Ethiopian Ambassador to Egypt Mohammed Derir said in an interview with the paper that things are back to normal between the two countries, saying “the water has returned to its regular course.”
Derir added that Addis Ababa has invited Abdel Fatah el-Sisi, the newly elected Egyptian President to visit Ethiopia, and said there would be a meeting between Sisi and Ethiopian Prime Minister Hailemariam Desalegn on the sidelines of the African Union (AU) summit being held in Equatorial Guinea from June 26-27. Sisi’s attendance at the summit was confirmed by Egyptian Ambassador to Ethiopia Mohamed Edris, Al-Shorouq reported Wednesday.
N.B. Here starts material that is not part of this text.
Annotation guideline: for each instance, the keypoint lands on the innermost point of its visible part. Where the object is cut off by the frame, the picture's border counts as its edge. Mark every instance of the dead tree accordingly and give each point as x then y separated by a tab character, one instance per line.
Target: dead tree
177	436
On July 5, 2013, the AU froze Egypt’s membership in the union in response to the ouster of former President Mohamed Morsi.
However, Edris said the AU Security and Peace Council will decide in a June 25 meeting to repeal freezing Egypt’s membership, so Egypt will have the right to participate in the AU summit beginning the next day.
Ethiopian President Mulatu Teshome sent a letter to Sisi, congratulating him on winning the presidency and Ethiopian Foreign Minister Tedros Adhanom Ghebreyesus attended Sisi’s inauguration ceremony on June 8.
Concerning the Grand Ethiopian Renaissance Dam which sparked disputes between Egypt and Ethiopia over water rights, as Egypt’s share of Nile water may decrease after the dam is finished, Derir told Asharq Al-Awsat “our relations with Egypt are not limited to the issue of the Renaissance Dam.”
Some estimates indicate the dam is expected to reduce Egypt’s annual share of Nile water by 12 billion cubic meters. Both countries have convened many meetings to ease tensions over the project, but no final solution has been reached.
Ethiopia began construction on the Grand Renaissance Dam two months after former President Hosni Mubarak stepped down in 2011. It is scheduled for completion in 2017.
“As our foreign minister said, there will be a solution in the future,” Derir told Asharq Al-Awsat.
A committee formed last year included Egypt, Ethiopia and Sudan in discussions to reach a solution over the dam, but its work was stopped after disputes emerged.
However, Adhanom told the state-run MENA news Tuesday that after meetings with Sisi and Egyptian Foreign Minister Nabil Fahmy, they have agreed on resuming political dialogue between Ethiopia, Egypt and Sudan.